Ohio’s First District Court of Appeals Uses Innovative Technique in Lattimore v. K & A Market, Inc., 2016-Ohio-5295

August 11, 2016
Ohio’s First District Court of Appeals, which covers Cincinnati/Hamilton County, recently decided the case of Lattimore v. K & A Market, Inc., 2016-Ohio-5295. It was an appeal in a “slip-and-fall” case.

Essentially, the Plaintiff went into K & A Market (which I’m pretty sure is the corner store you see when you come downtown on West Clifton and continue straight onto Vine), tripped on a “rise at the edge of a handicap
ramp” and fell. As soon as she went in, she became fixated on a “snack rack” (I love the word choice by the Court of Appeals) and turned towards it without paying enough attention to see the rise at the edge of the handicap ramp. The opinion states: “Ms. Lattimore says she was ‘barely in the front door’ when she became so distracted by a bright display of potato chips and other snacks that she was oblivious to the rise on the floor.” She must have been hungry.

This picture was worth a thousand words, and more than a
thousand dollars too, seeing as how it helped K&A Market get
summary judgment in a “slip-and-fall” case.

The Court of Appeals ruled that the rise at the edge of the handicap ramp was an “open and obvious” risk. In Ohio, the “open and obvious doctrine” is very strong, and summary judgment is often granted to the defendant in slip-and-fall cases for that reason. The First District’s decision was straightforward and not at all unexpected. What was unique was the use of a color picture in the opinion. The opinion states “This is a
case where a picture is truly worth
a thousand words,” and then includes a color picture showing the handicap ramp. This makes sense and is highly effective. I have never seen a Court of Appeals do this before. The First District has proven to be a very modern Court of Appeals, even citing to wikipedia in the case of Definite Solutions Company vs. Sliper, et al.
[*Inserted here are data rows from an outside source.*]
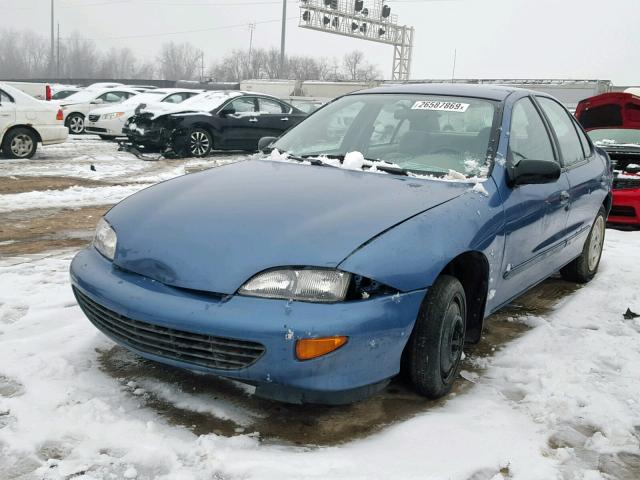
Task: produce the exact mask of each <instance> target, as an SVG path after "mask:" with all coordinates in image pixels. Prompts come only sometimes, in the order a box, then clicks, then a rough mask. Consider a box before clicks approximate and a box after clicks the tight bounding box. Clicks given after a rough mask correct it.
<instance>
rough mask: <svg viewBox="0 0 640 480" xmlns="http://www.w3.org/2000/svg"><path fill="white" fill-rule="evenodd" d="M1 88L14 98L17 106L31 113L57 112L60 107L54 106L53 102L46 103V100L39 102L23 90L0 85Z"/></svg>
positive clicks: (3, 85)
mask: <svg viewBox="0 0 640 480" xmlns="http://www.w3.org/2000/svg"><path fill="white" fill-rule="evenodd" d="M0 88H2V89H3V90H4V91H5V92H7V93H8V94H9V95H11V96H12V97H13V99H14V100H15V102H16V105H19V106H20V108H21V109H27V110H31V111H46V112H50V111H51V112H57V111H58V106H57V105H55V104H54V105H52V104H51V102H45V101H44V100H38V99H37V98H35V97H32V96H31V95H28V94H26V93H24V92H23V91H22V90H18V89H17V88H15V87H12V86H11V85H6V84H4V83H0Z"/></svg>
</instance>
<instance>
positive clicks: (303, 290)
mask: <svg viewBox="0 0 640 480" xmlns="http://www.w3.org/2000/svg"><path fill="white" fill-rule="evenodd" d="M350 281H351V274H350V273H346V272H341V271H339V270H323V269H283V270H270V271H268V272H263V273H259V274H258V275H256V276H255V277H253V278H252V279H251V280H249V281H248V282H247V283H245V284H244V285H243V286H242V287H240V290H238V293H239V294H240V295H247V296H251V297H263V298H280V299H284V300H301V301H303V302H339V301H342V300H344V298H345V296H346V294H347V289H348V288H349V282H350Z"/></svg>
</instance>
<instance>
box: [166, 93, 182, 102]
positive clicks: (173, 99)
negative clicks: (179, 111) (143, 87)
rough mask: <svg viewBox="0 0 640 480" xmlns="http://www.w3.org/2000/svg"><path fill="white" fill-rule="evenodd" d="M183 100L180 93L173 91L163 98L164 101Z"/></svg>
mask: <svg viewBox="0 0 640 480" xmlns="http://www.w3.org/2000/svg"><path fill="white" fill-rule="evenodd" d="M182 100H184V97H183V94H182V93H174V94H173V95H169V96H168V97H167V98H165V99H164V100H163V102H165V103H180V102H182Z"/></svg>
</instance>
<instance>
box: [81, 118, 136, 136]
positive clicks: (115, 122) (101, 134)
mask: <svg viewBox="0 0 640 480" xmlns="http://www.w3.org/2000/svg"><path fill="white" fill-rule="evenodd" d="M126 120H127V119H126V118H125V117H120V118H114V119H112V120H98V121H97V122H92V121H90V120H89V117H87V119H86V120H85V123H84V130H85V132H87V133H93V134H96V135H107V136H110V137H122V136H124V133H123V132H122V128H123V127H124V124H125V122H126Z"/></svg>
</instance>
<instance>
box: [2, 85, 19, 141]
mask: <svg viewBox="0 0 640 480" xmlns="http://www.w3.org/2000/svg"><path fill="white" fill-rule="evenodd" d="M15 121H16V104H15V103H14V102H13V98H12V97H11V96H10V95H8V94H7V93H5V92H4V91H2V90H0V142H1V140H2V137H4V133H5V132H6V131H7V129H8V128H9V127H10V126H11V125H13V124H14V123H15Z"/></svg>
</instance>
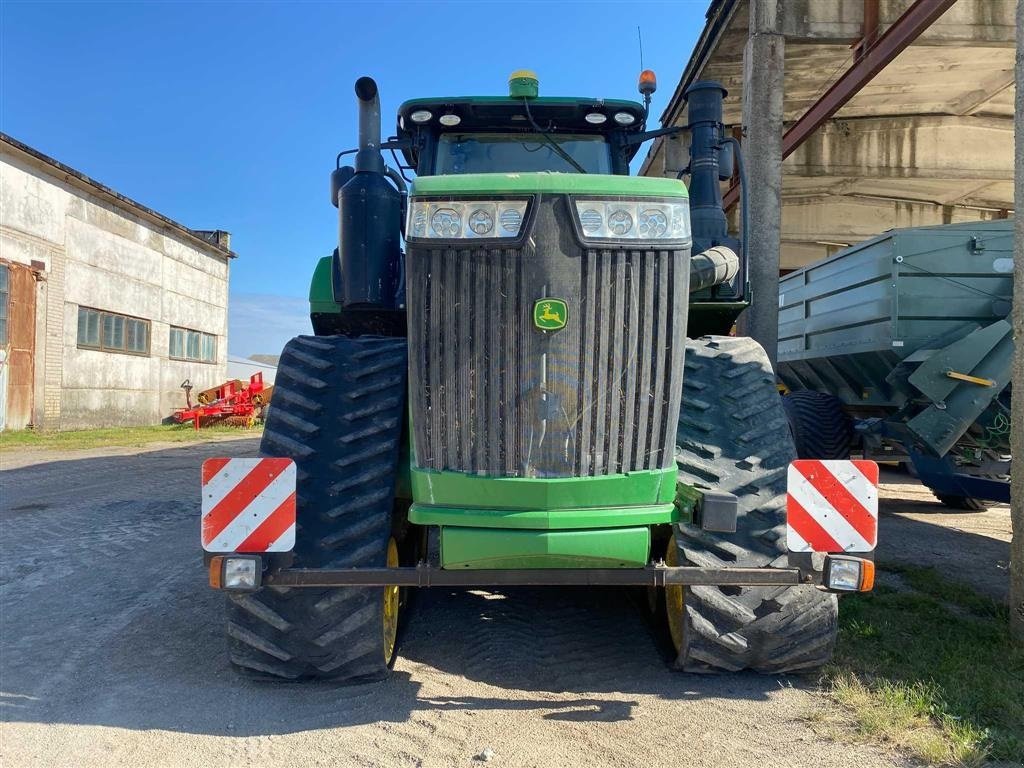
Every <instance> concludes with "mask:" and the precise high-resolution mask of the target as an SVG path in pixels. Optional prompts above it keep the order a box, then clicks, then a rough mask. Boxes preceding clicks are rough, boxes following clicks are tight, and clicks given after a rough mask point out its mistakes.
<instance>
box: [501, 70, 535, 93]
mask: <svg viewBox="0 0 1024 768" xmlns="http://www.w3.org/2000/svg"><path fill="white" fill-rule="evenodd" d="M540 88H541V81H539V80H538V79H537V73H536V72H532V71H531V70H516V71H515V72H513V73H512V74H511V75H509V97H510V98H537V94H538V93H539V91H540Z"/></svg>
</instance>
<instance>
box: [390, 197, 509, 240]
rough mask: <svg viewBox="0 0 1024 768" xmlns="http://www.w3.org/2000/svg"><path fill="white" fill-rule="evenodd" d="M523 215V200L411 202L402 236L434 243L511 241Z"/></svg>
mask: <svg viewBox="0 0 1024 768" xmlns="http://www.w3.org/2000/svg"><path fill="white" fill-rule="evenodd" d="M525 215H526V201H525V200H466V201H460V202H454V201H446V200H444V201H437V200H430V201H426V200H424V201H413V204H412V205H411V206H410V207H409V221H408V222H407V226H406V237H409V238H434V239H438V240H461V239H468V240H479V239H486V238H515V237H518V234H519V230H520V229H521V228H522V220H523V218H524V217H525Z"/></svg>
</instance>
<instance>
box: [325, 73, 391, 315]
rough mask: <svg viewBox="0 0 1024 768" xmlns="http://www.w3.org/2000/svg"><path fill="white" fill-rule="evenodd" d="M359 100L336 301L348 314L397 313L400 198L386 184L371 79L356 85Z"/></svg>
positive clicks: (345, 205)
mask: <svg viewBox="0 0 1024 768" xmlns="http://www.w3.org/2000/svg"><path fill="white" fill-rule="evenodd" d="M355 98H356V101H357V102H358V108H359V148H358V151H357V152H356V154H355V170H354V173H351V174H350V175H349V176H348V179H347V180H346V181H345V182H344V185H343V186H342V187H341V190H340V191H339V193H338V221H339V233H338V267H339V268H338V272H339V275H338V280H336V283H335V299H336V300H337V301H338V303H339V304H341V305H342V307H344V308H345V309H385V310H389V309H396V308H397V301H396V295H397V292H398V289H399V286H398V274H399V271H400V270H399V264H398V262H399V259H400V258H401V242H400V237H401V194H400V193H399V191H398V190H397V189H396V188H395V187H394V186H393V185H392V184H391V182H389V181H388V179H387V169H386V167H385V165H384V158H383V157H382V156H381V100H380V94H379V93H378V91H377V83H375V82H374V80H373V78H368V77H362V78H359V79H358V80H356V81H355ZM343 170H344V169H340V171H343ZM338 172H339V171H336V173H338Z"/></svg>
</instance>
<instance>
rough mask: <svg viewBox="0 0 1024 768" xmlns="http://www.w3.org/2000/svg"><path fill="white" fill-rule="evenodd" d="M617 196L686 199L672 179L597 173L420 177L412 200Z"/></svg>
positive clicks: (410, 194)
mask: <svg viewBox="0 0 1024 768" xmlns="http://www.w3.org/2000/svg"><path fill="white" fill-rule="evenodd" d="M515 194H527V195H537V194H542V195H543V194H563V195H614V196H620V195H622V196H630V197H645V198H683V199H686V198H687V194H686V185H685V184H684V183H683V182H682V181H679V180H678V179H673V178H657V177H653V176H613V175H605V174H598V173H550V172H544V173H465V174H458V175H449V176H420V177H419V178H417V179H416V180H415V181H414V182H413V185H412V188H411V189H410V196H411V197H418V196H420V197H422V196H428V195H475V196H479V195H515Z"/></svg>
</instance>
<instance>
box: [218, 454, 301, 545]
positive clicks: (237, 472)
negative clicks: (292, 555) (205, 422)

The Lattimore case may be cited for years to come, especially in Hamilton County. However, the way in which it is cited will be interesting to see. Future defendants seeking summary judgment may include a copy of the picture in their motions for summary judgment, perhaps alongside a picture of the establishment at issue in that case. Presumably the picture can be cited by the number of the paragraph in which it appears?

Judge DeWine wrote the opinion, with Judge Mock and Judge Cunningham concurring.